Logistic regression: Equation for marginal effect at the mean

Question

I am estimating the following logistic regression (binomial family) by maximum likelihood:

$$ \ln\left(\frac{Y}{1-Y}\right) = \beta_{0} + \beta_{1}D + \beta_{2}X + \epsilon$$

where D is a dummy. I am interested in the marginal effect at the mean of $D$, i.e. $\beta_{1}$ is of interest. What does the marginal effect at the mean look like in equation form? Would it be:

$$ \frac{1}{\bar{Y}} \left(\frac{e^{\beta_{0}+\beta_{1}+\beta_{2}\bar{X}}}{1+e^{\beta_{0}+\beta_{1}+\beta_{2}\bar{X}}} - \frac{e^{\beta_{0}+\beta_{2}\bar{X}}}{1+e^{\beta_{0}+\beta_{2}\bar{X}}}\right) $$

or

$$\left(\frac{e^{\beta_{0}+\beta_{1}+\beta_{2}\bar{X}}}{1+e^{\beta_{0}+\beta_{1}+\beta_{2}\bar{X}}} - \frac{e^{\beta_{0}+\beta_{2}\bar{X}}}{1+e^{\beta_{0}+\beta_{2}\bar{X}}}\right) $$

My intuition is that Y corresponds to the probability of the event occurring, and the e/(1+e) terms also correspond to the probability of the event occurring, but at specific values of Y. What would the rationale for dividing by $\bar{Y}$ be? Thank you.

Answer 1

A

OP's second expression corresponds to $$\Delta p = P(Y=1|D=1,X=\bar{X}) - P(Y=1|D=0,X=\bar{X}),$$ which is $$ \Delta p = \Lambda(\beta_0 + \beta_1 + \beta_2 \bar{X}) - \Lambda(\beta_0 + \beta_2 \bar{X}), $$ where $\Lambda(z) = e^z/(1+e^z)$.

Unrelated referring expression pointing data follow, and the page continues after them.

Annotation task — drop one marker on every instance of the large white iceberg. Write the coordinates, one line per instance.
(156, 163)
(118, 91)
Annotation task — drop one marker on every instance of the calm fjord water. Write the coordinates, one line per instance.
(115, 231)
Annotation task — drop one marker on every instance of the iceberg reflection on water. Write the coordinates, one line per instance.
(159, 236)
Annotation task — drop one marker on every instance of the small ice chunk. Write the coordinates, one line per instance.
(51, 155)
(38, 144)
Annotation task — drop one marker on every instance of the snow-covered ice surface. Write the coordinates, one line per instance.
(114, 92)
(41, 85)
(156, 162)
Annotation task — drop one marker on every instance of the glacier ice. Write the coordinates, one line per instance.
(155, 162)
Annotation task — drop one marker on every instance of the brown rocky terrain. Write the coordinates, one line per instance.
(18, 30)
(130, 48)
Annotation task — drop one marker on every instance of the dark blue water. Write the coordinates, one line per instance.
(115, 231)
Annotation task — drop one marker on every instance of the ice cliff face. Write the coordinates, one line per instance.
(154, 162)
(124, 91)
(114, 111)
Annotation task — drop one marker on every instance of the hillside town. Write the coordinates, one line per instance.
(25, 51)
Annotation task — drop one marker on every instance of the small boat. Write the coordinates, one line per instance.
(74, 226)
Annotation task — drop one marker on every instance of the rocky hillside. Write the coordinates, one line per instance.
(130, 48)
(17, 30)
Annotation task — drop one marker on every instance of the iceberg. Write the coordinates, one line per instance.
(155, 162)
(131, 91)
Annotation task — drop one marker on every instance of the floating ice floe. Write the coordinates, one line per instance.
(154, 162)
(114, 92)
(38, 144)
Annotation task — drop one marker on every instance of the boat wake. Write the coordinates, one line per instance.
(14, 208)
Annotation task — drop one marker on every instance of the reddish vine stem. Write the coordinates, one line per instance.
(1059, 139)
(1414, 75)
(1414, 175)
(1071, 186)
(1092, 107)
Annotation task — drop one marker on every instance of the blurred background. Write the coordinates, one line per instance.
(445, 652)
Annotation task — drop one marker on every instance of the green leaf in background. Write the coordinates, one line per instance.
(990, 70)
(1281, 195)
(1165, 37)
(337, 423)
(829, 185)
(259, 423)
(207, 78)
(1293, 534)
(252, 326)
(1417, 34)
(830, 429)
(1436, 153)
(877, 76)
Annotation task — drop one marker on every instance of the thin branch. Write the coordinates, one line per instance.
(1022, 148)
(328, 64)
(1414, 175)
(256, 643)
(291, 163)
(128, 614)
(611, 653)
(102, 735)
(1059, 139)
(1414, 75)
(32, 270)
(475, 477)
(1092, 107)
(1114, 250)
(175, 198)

Rationale for dividing by p

OP's first expression corresponds to $(\Delta p)/p$, where $p$ is the proportion of 1's in the sample $P(Y=1)$. This expresses the MEA $\Delta p$ as a ratio to $p$. This is informative as it lets us have better ideas on how large $\Delta p$ is. (For example, if we just have $\Delta p=0.01$, we don't know how large it is. But if $p=0.02$ is also given, then we know $\Delta p=0.01$ is a quite large effect as it is 50% of $p$.) One might call it "MEA as a ratio to Y-bar". Anyway, MEA usually refers to $\Delta p$, but if you mean $(\Delta p)/p$ by it, it should be OK as long as you explain it.

B

The MEA associated with $D$ can also mean $\dot{p}=\partial P(Y=1|D=\bar{D},X=\bar{X})/\partial \bar{D}$. As $$P(Y=1|D=\bar{D},X=\bar{X}) = \Lambda(\beta_0+\beta_1 \bar{D} + \beta_2 \bar{X})$$ for your logit model, we have $$\dot{p} = \frac{\partial \Lambda(\beta_0+\beta_1 \bar{D} + \beta_2 \bar{X})}{\partial \bar{D}} = \beta_1 \lambda(\beta_0 + \beta_1 \bar{D} + \beta_2 \bar{X}),$$ where $\lambda(z) = \Lambda'(z) = e^z / (1+e^z)^2$. Note that $D$ is binary but $\bar{D}$ is continuous so differentiation with respect to $\bar{D}$ makes sense. $\Delta p$ and $\dot{p}$ have different interpretations. I personally think $\Delta p$ in Part A is easier to understand as the notion of $P(Y=1|D=\bar{D}, X=\bar{X})$ is a bit awkward.